Death Hawks – Death Hawks

Death HawksBy sheer coincidence, and I swear this is true, as I sat down in the late afternoon sun in my back yard to write up this review, a hawk swooped down on a flying pigeon right before me. The pair plunged to the ground and over the next ten minutes there was a terrible flapping, shrieking, and a slow, torturous death. At one stage the hawk looked at me for a while, as if warning me not to interfere, and once its prey was dead, launched itself skyward once more to find a place to feast on the warm body.

I tell you this because what I have just seen played out is absolutely the complete opposite of the Death Hawks‘ self titled album (Cargo Records). So having established the complete inappropriateness of the name, I will continue.

The songs on the album place far more emphasis on the instruments than the vocals, which themselves are more about sound than content, and in general create flowing grooves and drones that hark back not simply to the late ’60s/early ’70s psychedelia, but right back to their roots in the likes of Willie Dixon and other early blues and rock. Mix in some jazz and a few riffs and you have something pretty much out of a time warp. In the end it’s an enjoyable album and some good background music, but offers nothing new and little emotion.

‘Cain Go Home (2. Session)’ is one of the more interesting songs, with a simple whistled tune over some tormented and atmospheric guitar that sounds like a swarm of hornets. Contented hornets. The ‘2’ appears to represent two verses of whistling joined by a bridge of droning repetition, because the song is reprised later with just one verse and acoustic instruments and called ‘Cain Go Home (1. Session)’.

‘Gim-Eyed Goat’ grabs the ghosts of bands like Eric Burdon and The Animals circa 1965-7 (think ‘When I Was Young’ and ‘Don’t Let Me Be Misunderstood’) and is the most song-like of the tracks with genuine vocals and a substantial melody. ‘Quiet Sun’ is rooted in the same traditions as the likes of Sam Cooke, Leadbelly and the James Carter song ‘Po’ Lazarus’. A modern reworking of a ’60s interpretation of ’30s prison road-gang blues if you like, without the soul, pain and anguish.

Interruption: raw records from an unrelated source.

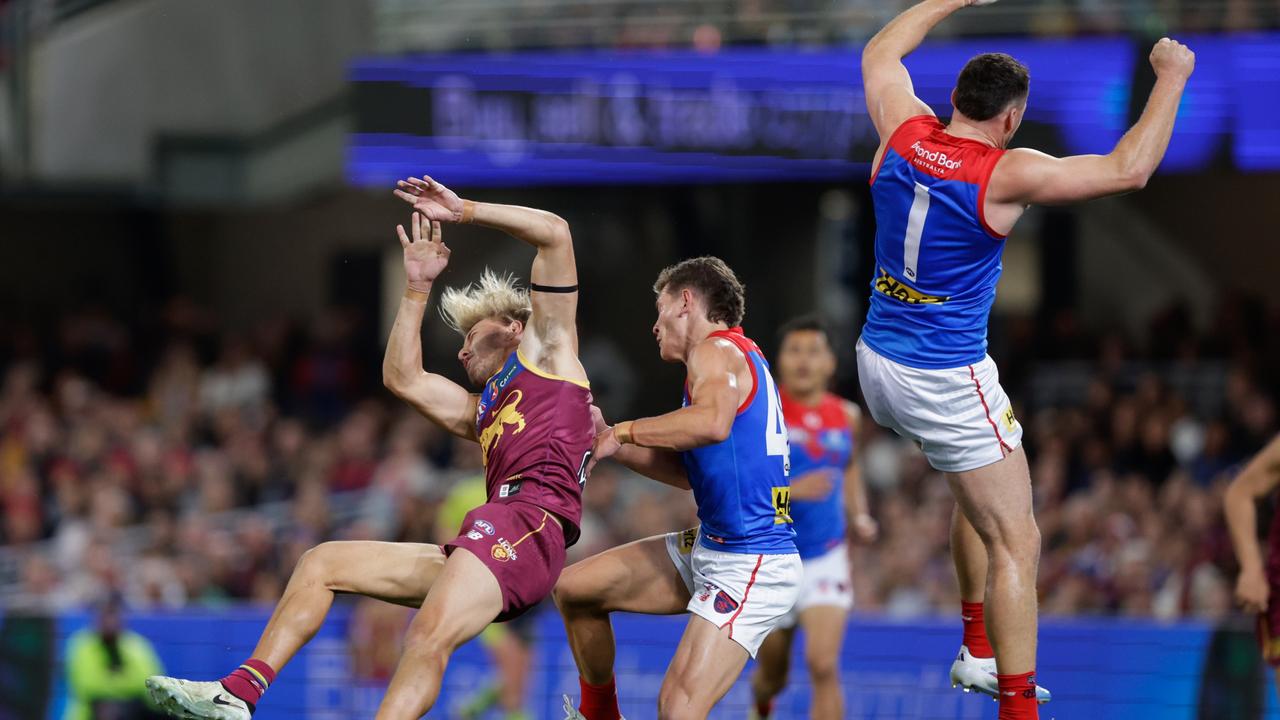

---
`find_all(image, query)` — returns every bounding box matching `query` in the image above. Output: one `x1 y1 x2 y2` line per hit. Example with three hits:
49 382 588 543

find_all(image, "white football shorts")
667 529 804 657
778 542 854 628
858 340 1023 473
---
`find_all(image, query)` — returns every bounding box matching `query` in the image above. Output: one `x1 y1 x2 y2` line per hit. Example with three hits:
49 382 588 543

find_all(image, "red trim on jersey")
978 150 1009 240
728 555 764 639
969 365 1014 455
711 328 760 415
867 115 941 184
778 387 852 430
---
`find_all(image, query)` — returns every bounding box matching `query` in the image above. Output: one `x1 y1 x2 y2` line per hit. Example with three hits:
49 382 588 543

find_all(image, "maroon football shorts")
444 501 564 623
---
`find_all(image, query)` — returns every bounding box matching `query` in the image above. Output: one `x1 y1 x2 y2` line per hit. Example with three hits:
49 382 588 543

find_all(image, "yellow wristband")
613 420 635 445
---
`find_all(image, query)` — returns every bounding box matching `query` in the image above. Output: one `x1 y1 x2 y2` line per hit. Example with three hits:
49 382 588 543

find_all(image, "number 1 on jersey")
902 183 929 283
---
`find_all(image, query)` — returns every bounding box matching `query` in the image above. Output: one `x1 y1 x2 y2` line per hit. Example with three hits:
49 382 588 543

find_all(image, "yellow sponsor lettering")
773 487 791 525
876 268 951 305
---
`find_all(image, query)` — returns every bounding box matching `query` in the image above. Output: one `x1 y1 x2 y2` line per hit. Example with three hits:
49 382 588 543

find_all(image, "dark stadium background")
0 0 1280 717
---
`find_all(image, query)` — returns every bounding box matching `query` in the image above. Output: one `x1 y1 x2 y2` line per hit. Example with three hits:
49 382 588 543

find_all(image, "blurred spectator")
64 597 164 720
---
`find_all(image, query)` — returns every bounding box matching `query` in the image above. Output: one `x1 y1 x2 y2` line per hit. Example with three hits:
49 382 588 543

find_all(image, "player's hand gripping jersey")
782 393 854 561
684 328 796 555
863 115 1005 369
476 350 595 547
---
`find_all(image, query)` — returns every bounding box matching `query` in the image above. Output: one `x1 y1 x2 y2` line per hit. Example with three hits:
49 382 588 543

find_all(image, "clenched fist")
1151 37 1196 79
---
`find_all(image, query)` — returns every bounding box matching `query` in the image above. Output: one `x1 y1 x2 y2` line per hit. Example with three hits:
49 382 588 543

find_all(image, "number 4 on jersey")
760 373 791 475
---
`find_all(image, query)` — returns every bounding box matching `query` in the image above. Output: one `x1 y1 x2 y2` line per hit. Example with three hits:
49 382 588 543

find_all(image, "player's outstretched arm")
591 338 751 484
845 402 879 542
588 405 692 489
396 176 586 382
863 0 977 141
383 213 476 439
1222 436 1280 612
987 37 1196 206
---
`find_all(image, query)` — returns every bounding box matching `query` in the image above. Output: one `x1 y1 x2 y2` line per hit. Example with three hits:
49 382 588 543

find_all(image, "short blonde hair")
440 268 534 336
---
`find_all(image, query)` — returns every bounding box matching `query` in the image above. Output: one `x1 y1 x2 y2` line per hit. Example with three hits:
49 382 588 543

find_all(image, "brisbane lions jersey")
476 350 595 546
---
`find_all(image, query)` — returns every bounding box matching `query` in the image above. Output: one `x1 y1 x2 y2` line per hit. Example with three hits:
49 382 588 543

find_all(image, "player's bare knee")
751 665 790 697
293 542 337 587
552 565 603 614
658 684 707 720
804 652 840 683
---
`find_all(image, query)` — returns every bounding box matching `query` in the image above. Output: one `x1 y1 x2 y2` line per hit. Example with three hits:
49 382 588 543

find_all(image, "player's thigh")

The record closes with the long jazzy laid-back groove of ‘Black Acid’ before it just stops, somewhat disappointingly, as if they all just got a bit too bored with the endless repetition and went to get some beers.

I know I’ve come across as harsh, even though there’s nothing offensive about the record and it’s nicely played and produced and I really do enjoy listening to it. But having just seen one five metres away, I can safely say it ain’t no death hawk.